Edward Javier Silva Lopez, de 52 anos, passou pelo drama de perder o que tinha nas enchentes no Rio Grande do Sul. O uruguaio morava em Porto Alegre há um ano e meio, onde procurou um recomeço após ter ficado desempregado no país de origem. Quando a vida começou a melhorar, veio a água e levou tudo.

“Eu escolhi Porto Alegre, porque lá é muito parecido com Uruguai. É lindo e eu me sentia acolhido”, diz à reportagem da FOLHA.

No último dia 2 de maio, depois de ver a casa em que morava ser tomada pela enxurrada, Lopez pegou um ônibus e mudou para Curitiba. Chegou na capital paranaense apenas com a roupa do corpo e uma mochila.

“Muita gente perdeu sua casa, muita gente perdeu seu emprego, muita gente perdeu tudo. Eu perdi tudo, a água chegou no segundo pavimento da minha casa. Então vim para cá. Estou em busca de emprego, de uma oportunidade de recomeço”, comenta.

A situação vivida por Lopez é o que milhares de gaúchos estão enfrentando. Muitos tiveram os imóveis arrastados pela água e terão que recomeçar a vida praticamente do zero.

Eventos climáticos são conhecidos por fazer com que as pessoas procurem novos espaços para viver. Um exemplo é a geada negra que atingiu o Paraná em 18 de julho de 1975 e destruiu todas as plantações de café que existiam no estado. A temperatura atingiu 6ºC negativos e provocou estragos devastadores, especialmente na região de Londrina.

Ao acabar com a principal cultura agrícola do estado na época, a geada também tornou difícil a vida de vários moradores. Em consequência disso, 2,6 milhões de pessoas deixaram o Paraná, provocando transformações econômicas e demográficas por aqui.

Para a doutora em sociologia Aline Mara Gumz Eberspacher, professora do Centro Universitário Internacional Uninter, com sedes no Paraná e Rio Grande do Sul, a tragédia que atingiu o estado gaúcho pode provocar uma onda de migração das vítimas das chuvas para outros estados.

“Esses movimentos migratórios são comuns em situações como a que afetou o Rio Grande do Sul. No caso dos nossos irmãos gaúchos, na minha percepção, houve uma tragédia e esse movimento tende a acontecer para que encontrem novas oportunidades em outros espaços do Brasil. Como já existem gaúchos que abriram as portas, a tendência é que eles sejam melhor integrados no Paraná”, afirma à FOLHA.
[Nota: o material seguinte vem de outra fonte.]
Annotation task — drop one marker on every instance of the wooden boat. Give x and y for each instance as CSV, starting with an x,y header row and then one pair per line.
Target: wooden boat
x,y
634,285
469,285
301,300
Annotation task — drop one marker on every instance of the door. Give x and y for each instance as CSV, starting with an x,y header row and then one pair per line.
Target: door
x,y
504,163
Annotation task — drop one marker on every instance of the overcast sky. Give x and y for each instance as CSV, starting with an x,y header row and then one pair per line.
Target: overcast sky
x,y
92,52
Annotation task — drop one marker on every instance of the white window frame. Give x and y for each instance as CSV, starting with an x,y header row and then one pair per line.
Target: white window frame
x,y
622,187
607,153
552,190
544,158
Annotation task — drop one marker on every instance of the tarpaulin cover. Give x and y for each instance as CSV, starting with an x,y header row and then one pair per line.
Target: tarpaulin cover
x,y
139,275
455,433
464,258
Na região sudoeste do Paraná há uma grande concentração de gaúchos que chegaram ao estado entre 1940 e 1970. Somente nesta área, existem 38 Centros de Tradições Gaúchas, os chamados CTGs. Segundo a professora de sociologia, isso pode fazer com que muitos afetados pelas chuvas procurem essa região como novo lar.

“Partindo desse princípio, de que essas pessoas já estão instaladas ali e que existem os famosos CTGs, em que essa cultura gaúcha é muito forte, a gente pode entender que haverá um movimento migratório, porque tem alguém que vai receber, tem uma cultura instalada, tem hábitos já da população gaúcha. Então, não é chegar e desbravar, mas sim ter um acolhimento”, analisa.
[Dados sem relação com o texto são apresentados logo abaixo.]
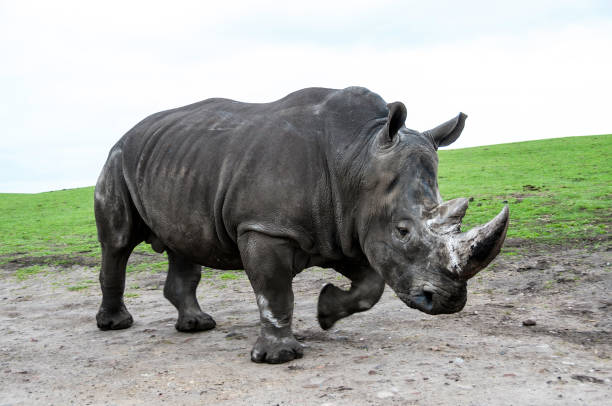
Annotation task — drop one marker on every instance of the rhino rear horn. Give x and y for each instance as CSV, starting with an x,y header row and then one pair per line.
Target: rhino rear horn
x,y
447,133
476,248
Um estudo feito pelo pesquisador Pedro Tonon Zuanazzi, doutor em economia pela Pontifícia Universidade Católica do Rio Grande do Sul (PUC-RS), aponta que o estado gaúcho já enfrenta uma transição demográfica, nas últimas décadas, em razão das migrações. A maioria dos migrantes é formada por pessoas entre 20 a 35 anos.

Na análise de Aline Mara Gumz Eberspacher, a tendência é que o movimento, já indicado pela pesquisa, se intensifique.
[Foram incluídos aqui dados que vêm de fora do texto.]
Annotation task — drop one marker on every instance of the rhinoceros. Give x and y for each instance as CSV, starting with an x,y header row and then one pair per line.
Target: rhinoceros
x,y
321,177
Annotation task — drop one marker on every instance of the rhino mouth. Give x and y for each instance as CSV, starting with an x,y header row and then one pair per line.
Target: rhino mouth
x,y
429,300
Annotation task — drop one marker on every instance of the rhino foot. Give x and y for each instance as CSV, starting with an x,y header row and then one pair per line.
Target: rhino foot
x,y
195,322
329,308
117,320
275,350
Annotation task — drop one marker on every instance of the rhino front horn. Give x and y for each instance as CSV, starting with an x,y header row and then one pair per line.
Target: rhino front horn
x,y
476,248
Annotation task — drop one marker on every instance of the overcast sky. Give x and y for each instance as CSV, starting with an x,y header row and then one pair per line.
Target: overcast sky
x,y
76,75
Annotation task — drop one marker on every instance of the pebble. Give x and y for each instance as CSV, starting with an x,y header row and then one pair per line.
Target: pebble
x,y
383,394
“O Rio Grande do Sul foi o estado que mais teve perda de moradores, com a menor taxa de crescimento. Então, eles têm enfrentado um movimento migratório muito forte. O estado de um modo natural já tem encolhido, porque sobretudo os jovens de 20 a 25 anos têm saído do Rio Grande do Sul em busca de oportunidades. Aí abrimos outra reflexão: considerando toda a tragédia que eles enfrentaram, provavelmente isso vai impactar ainda mais na redução da população que está morando no Rio Grande do Sul”, pontua.